Home Truck Gear Wildfire risk is low here, but firefighters are ready

Wildfire risk is low here, but firefighters are ready

TEXARKANA — Local wildfire risk is low but both Texarkanas’ fire departments are trained and equipped to fight any wildland fires that break out, the cities’ fire marshals said Wednesday as enormous, intense blazes burned in the western U.S.

Because of dense development, large vegetation fires are not possible in most of either Texarkana, but the risk increases nearer the reaches of the city limits, Texarkana Texas Fire Department Marshal Chris Black and Texarkana Arkansas Fire Department Marshal Jim Wall said in separate interviews. Wildfires are more likely there and in the more open, rural parts of the region outside the Twin Cities.

Gallery: Wildfire risk is low here, but firefighters are ready

The Bear Creek Fire of September 2011 shows how destructive wildfires in the Texarkana region can be. That fire burned more than 40,000 acres in Texas’ Cass and Marion counties, prompting a multi-department firefighting response and emergency evacuations.

Texarkana recorded 52 days that summer when the temperature was 100 degrees or higher, according to National Weather Service records. The intense heat and drought, followed by winds from Tropical Storm Lee in the Gulf of Mexico, created optimal conditions for a wildfire such as the Bear Creek Fire.

But such extreme conditions are not necessary for a grass or brush fire to ignite. Lightning, carelessness with fire sources such as cigarette butts, and sparks from passing trains or autos can start wildfires anywhere vegetation has grown and dried. And even after recent rain, plants can dry out very quickly, Black said.

Cooling temperatures as fall approaches do not lessen wildfire risk. In fact, Black said, as vegetation that has flourished during the summer dies off in the fall, more dry fuel becomes available for fires.

Both Texarkanas’ fire departments are ready to pitch in should they be needed to battle a wildfire in the area, starting with the necessary equipment.

On Tuesday, the Arkansas-side Board of Directors approved purchase of a new brush truck that will replace an older model in TAFD’s fleet of three. TTFD has two brush trucks in service, as well.

Brush trucks carry hundreds of gallons of water and are built to travel off-road to reach fires in wildland settings. Each is equipped with specialty hoses and hand tools such as rakes and hoes used in fighting wildfires. TAFD’s new brush truck will have four-wheel drive and give firefighters the ability to spray fires with water without leaving the truck’s cab, Wall said.

Both departments’ firefighters also have personal gear specialized for battling wildfires: thinner, cooler fire-resistant clothing, heavier boots and helmets similar to construction hard hats.

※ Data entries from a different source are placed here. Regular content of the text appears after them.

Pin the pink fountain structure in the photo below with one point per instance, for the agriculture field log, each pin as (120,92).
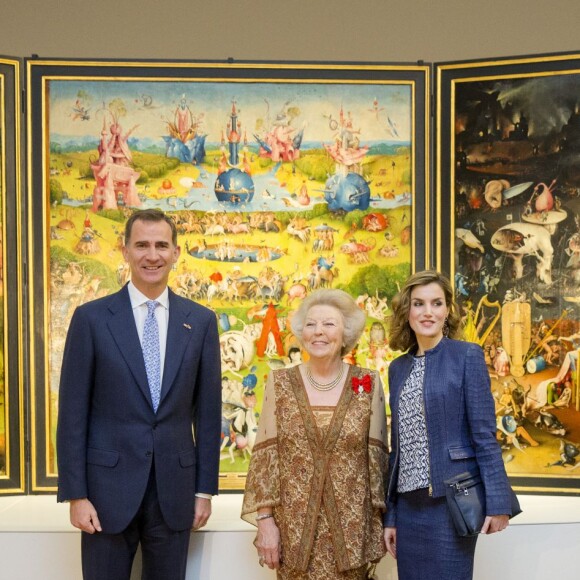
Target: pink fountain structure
(115,178)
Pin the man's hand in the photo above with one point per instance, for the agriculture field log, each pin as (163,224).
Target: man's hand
(83,516)
(390,535)
(202,512)
(493,524)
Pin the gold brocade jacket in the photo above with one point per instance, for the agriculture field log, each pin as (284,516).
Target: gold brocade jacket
(295,470)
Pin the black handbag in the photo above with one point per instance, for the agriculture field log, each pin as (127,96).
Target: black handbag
(466,501)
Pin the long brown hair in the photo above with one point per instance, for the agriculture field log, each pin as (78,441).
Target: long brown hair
(401,336)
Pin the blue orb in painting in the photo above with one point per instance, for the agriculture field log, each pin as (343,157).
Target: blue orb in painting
(347,192)
(234,186)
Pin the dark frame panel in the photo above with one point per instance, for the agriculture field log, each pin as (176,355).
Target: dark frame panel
(12,452)
(506,140)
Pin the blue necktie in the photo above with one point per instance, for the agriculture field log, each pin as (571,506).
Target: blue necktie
(151,353)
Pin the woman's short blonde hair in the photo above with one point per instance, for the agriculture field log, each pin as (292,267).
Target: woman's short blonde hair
(354,318)
(401,336)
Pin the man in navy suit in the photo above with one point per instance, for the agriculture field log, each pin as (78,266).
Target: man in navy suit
(140,464)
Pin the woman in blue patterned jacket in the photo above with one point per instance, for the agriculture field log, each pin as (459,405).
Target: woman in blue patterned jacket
(443,424)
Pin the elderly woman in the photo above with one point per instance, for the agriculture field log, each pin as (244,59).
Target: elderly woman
(443,424)
(315,486)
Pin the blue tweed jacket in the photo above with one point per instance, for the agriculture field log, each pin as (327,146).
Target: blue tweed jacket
(460,420)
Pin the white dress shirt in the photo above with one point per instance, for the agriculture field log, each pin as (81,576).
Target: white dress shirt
(139,305)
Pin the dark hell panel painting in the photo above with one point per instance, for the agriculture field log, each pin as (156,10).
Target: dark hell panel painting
(509,162)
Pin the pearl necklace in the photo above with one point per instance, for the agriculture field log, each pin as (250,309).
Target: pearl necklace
(324,386)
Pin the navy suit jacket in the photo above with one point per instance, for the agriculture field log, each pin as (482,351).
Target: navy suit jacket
(460,417)
(108,434)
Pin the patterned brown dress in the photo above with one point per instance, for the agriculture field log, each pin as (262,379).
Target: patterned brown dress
(323,471)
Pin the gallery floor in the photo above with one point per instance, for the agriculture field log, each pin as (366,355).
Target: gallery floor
(37,542)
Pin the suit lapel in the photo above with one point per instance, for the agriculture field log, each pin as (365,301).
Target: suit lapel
(122,327)
(180,330)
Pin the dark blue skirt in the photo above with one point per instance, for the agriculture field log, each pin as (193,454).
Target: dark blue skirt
(428,548)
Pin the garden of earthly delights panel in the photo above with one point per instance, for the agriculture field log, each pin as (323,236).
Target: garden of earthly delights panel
(276,190)
(517,259)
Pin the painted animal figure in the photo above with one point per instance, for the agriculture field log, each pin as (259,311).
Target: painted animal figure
(296,291)
(550,423)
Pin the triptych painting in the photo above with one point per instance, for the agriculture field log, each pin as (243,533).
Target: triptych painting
(284,178)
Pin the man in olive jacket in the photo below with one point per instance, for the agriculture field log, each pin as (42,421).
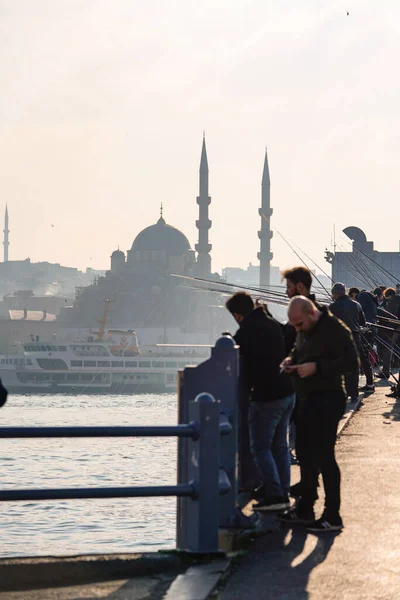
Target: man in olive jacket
(323,352)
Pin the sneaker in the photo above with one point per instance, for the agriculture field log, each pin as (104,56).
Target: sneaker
(259,493)
(281,503)
(368,389)
(379,375)
(294,517)
(325,524)
(295,490)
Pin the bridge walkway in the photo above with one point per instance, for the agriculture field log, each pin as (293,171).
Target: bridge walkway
(363,561)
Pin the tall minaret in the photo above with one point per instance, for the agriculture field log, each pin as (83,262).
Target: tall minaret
(265,255)
(203,248)
(6,231)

TTFD firefighters also have personal deployment shelters, which resemble silver sleeping bags and protect their lives in extreme emergencies when they are overwhelmed by fast-moving fire.

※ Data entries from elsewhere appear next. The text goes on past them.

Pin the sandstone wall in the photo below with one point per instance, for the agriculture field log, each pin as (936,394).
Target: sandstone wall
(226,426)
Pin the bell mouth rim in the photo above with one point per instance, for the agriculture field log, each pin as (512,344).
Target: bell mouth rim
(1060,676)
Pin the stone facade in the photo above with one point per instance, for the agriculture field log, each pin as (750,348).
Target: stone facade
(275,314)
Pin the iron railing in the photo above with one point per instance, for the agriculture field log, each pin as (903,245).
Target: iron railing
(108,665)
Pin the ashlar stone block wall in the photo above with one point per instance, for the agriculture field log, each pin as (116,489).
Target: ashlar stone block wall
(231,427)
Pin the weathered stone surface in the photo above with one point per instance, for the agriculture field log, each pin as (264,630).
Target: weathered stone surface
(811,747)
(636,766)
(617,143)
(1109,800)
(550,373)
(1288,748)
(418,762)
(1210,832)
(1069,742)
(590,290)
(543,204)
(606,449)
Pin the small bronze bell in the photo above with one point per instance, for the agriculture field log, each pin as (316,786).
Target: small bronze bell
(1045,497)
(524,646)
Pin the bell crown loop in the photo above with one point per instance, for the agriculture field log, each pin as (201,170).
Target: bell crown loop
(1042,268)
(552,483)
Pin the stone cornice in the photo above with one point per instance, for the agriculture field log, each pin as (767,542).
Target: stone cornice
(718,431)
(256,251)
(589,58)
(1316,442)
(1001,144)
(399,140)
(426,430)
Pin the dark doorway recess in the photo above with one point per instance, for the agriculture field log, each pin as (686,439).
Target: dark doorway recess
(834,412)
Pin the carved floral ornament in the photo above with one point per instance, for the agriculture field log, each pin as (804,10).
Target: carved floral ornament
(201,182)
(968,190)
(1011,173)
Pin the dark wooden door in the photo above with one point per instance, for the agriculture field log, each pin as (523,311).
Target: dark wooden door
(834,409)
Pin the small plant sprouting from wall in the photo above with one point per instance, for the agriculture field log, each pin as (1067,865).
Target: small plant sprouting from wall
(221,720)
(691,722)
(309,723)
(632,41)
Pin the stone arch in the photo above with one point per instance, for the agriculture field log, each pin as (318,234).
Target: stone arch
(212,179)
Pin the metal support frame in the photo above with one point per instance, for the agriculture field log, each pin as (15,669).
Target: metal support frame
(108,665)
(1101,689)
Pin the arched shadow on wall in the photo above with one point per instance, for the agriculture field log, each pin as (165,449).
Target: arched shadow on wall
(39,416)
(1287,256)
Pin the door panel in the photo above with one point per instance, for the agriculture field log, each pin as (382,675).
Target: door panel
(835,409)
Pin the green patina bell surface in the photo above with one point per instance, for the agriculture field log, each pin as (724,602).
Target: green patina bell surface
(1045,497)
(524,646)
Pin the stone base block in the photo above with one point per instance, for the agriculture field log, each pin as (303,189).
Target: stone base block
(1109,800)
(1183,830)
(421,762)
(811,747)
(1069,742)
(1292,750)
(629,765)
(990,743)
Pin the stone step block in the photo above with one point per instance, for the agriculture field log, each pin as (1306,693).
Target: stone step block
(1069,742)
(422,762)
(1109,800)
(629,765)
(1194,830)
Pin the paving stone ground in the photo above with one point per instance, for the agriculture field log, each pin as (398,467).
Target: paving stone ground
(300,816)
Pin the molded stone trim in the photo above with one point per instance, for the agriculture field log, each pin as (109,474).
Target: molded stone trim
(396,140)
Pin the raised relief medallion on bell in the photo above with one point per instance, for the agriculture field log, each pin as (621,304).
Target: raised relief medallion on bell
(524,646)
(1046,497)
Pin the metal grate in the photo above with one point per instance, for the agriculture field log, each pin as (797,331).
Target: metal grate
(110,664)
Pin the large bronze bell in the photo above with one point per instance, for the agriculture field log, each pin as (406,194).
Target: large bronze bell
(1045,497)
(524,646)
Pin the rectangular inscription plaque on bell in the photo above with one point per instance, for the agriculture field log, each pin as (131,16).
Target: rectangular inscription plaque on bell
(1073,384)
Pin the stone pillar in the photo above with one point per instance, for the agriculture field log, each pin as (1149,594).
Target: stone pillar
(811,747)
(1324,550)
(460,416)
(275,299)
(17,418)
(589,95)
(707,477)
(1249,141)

TAFD and TTFD firefighters train for wildland work, as well. Both departments provide basic wildfire training, and 49 TTFD firefighters — more than half the department — have a specialized wildfire training certification from the state.

TTFD participates in the Texas Intrastate Fire Mutual Aid System, a program that makes trained firefighters available to help anywhere in the state they may be needed. In recent years, the program has deployed certified TTFD firefighters to wildland fires in West Texas and Southwest Texas, giving them experience that would prove valuable in the event of a local wildfire.

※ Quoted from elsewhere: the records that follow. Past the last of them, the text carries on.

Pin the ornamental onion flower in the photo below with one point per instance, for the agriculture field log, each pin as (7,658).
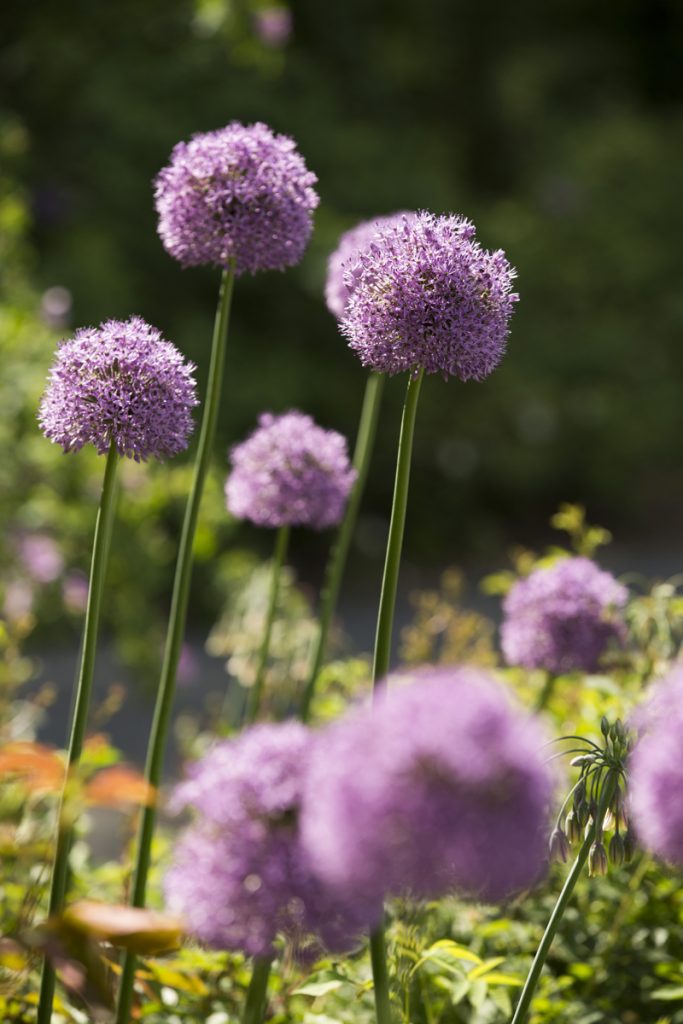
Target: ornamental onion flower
(120,384)
(439,786)
(655,771)
(426,296)
(337,292)
(240,195)
(290,472)
(563,616)
(240,875)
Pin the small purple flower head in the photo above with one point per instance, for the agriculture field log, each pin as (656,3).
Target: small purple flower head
(440,786)
(655,769)
(290,472)
(562,617)
(240,875)
(120,383)
(337,292)
(240,194)
(425,295)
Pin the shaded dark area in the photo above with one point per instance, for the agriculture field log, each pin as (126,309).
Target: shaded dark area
(557,128)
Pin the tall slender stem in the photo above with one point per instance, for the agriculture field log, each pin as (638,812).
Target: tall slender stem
(257,991)
(337,562)
(561,904)
(177,617)
(383,639)
(275,570)
(100,549)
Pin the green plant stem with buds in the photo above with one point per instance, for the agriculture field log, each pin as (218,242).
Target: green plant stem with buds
(282,542)
(562,901)
(100,550)
(335,568)
(176,627)
(384,635)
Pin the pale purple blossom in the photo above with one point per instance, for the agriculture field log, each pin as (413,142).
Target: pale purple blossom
(425,295)
(240,875)
(290,472)
(440,786)
(241,195)
(563,616)
(337,292)
(655,770)
(120,384)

To prevent grass and brush fires in the first place, Wall and Black recommend keeping property mowed and cleared of waste such as dry leaves or fallen limbs. Such waste and anything else flammable should be kept away from houses and buildings. They also urge caution with fire, especially cigarettes and campfires, and remind residents that fireworks are illegal in both Texarkanas.

Both cities issue permits for commercial burning, normally used to clear land for development, at a cost of $1,000 on the Texas side and $200 on the Arkansas side. Residential burning is prohibited on the Arkansas side, but homeowners can apply for a permit costing $50 a year. Review and site inspection by the fire marshal is required for burning permits in both cities.